Search code examples
pythonpython-repython-docx

How to implement re.IGNORECASE method in grep of python-docx


I would like to make grep function with python-docx.

from docx import Document

files = glob.glob("Folders/*.docx")
fetchWord = "sample"

for file in files:
    document = Document(file)
    count = 0
    for para in document.paragraphs:
        
        if para.text.find(fetchWord) > -1:
            print(file + ":" + "Line" + str(count) + ":" + para.text)

With this code, I can grep only "sample", but not grep "Sample", "sAmPle" and so on.
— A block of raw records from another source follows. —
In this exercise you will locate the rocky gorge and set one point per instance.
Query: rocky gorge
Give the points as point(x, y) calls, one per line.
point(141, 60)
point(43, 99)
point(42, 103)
For grep these words, I would like to implement re.IGNORECASE method in the above code. How do I do this?


Solution

  • You can use Python's re module if you want to use re.IGNORECASE. If you need to use a regex, then this is the way to go. You can do so like this:

    import re
    from docx import Document
    
    files = glob.glob("Folders/*.docx")
    fetchWord = "sample"
    
    for file in files:
        document = Document(file)
        count = 0
        for para in document.paragraphs:
            if re.match(fetchWord, para.text, re.IGNORECASE) != None:
                print(file + ":" + "Line" + str(count) + ":" + para.text)
    

    However, if you simply want to search for text and do not need to use a regex, you can use the .lower() method to convert the paragraph to lowercase. Like this:

    from docx import Document
    
    files = glob.glob("Folders/*.docx")
    fetchWord = "sample"
    
    for file in files:
        document = Document(file)
        count = 0
        for para in document.paragraphs:
            
            if para.text.lower().find(fetchWord) > -1:
                print(file + ":" + "Line" + str(count) + ":" + para.text)